Ruhr Nachrichten, 27. September 2011
Von Hannah Schmidt
Bevor er sich am 28. September aufmacht, im Dom zu Speyer vor über 2000 Zuhörern zu spielen, schaute der amerikanische Organist, der „perfekte Virtuose“ Stephen Tharp am Sonntag in Brackel vorbei.
In der voll besuchten Kirche interpretierte Tharp über 90 Minuten Orgelmusik der Neuen Moderne – in erstklassiger Art und Weise. Der zu Beginn des Konzertes vorgelesenen Legende zufolge war es die Musik, die es Gott überhaupt erst möglich machte, der Lehmfigur „Mensch“ Leben einzuhauchen. „Musik hat die Kraft, Seelen zu erheben“, schließt die Geschichte.
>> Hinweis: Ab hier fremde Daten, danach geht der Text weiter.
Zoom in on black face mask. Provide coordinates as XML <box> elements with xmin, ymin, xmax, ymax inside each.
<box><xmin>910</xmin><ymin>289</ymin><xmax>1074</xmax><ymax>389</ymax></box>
Seelen erhoben Wie viele Seelen sich in diesen eineinhalb Stunden erhoben haben mögen, bleibt unergründbar. Dass sich nach Ende des Konzertes aber die Zuhörer erhoben haben, um stehend zu applaudieren und ebenfalls stehend der virtuosen Zugabe zu lauschen, ist wahr. A propos „virtuos“: Tharps Programm umfasste Mulets „Tu es Petrus“, die komplette Orgelsonate No. 8 von Guilmant und Liszts „Funérailles“, das eigens arrangierte „Intermezzo in A-Dur“ von Johannes Brahms sowie das von ihm in Auftrag gegebene und ihm gewidmete „Variations on ’Rouen“ von George Baker. Präzision und Dynamik Auch Gabriel Fauré fand mit seiner „Pavane Op. 50“ Platz in dem Konzert. „Frische Ideen von lebenden Komponisten“, sagt Tharp, forderten ihn und das Instrument immer neu heraus. Die Neue Musik sei deshalb seine Leidenschaft. In seinem Spiel verschmelzen mustergültig Professionalität und Leidenschaft zu Musik und Dramatik. Mit unglaublicher Präzision und Dynamik meistert er schnellste Läufe in der Hand sowie im Fuß, hält er die Spannung zwischen Dissonanzen und ihren Auflösungen – oder nicht-Auflösungen – aus. Das eine oder andere Stück spielt er auswendig. "Übe-Instrument" Die „Poetischen und religiösen Harmonien“ von Franz Liszt waren in diesem Zusammenhang der virtuose Höhepunkt des Abends. Wie es überhaupt dazu kam, dass Tharp in Brackel spielte, ist eine erwähnenswerte Geschichte: Vor einigen Jahren heiratete er die ehemalige Organistin der St. Clemens-Kirche in Brackel. Seitdem ist die Sauer-Orgel in dieser Kirche sein „Übe-Instrument“ und er beteuert. „Keines kenne ich besser“.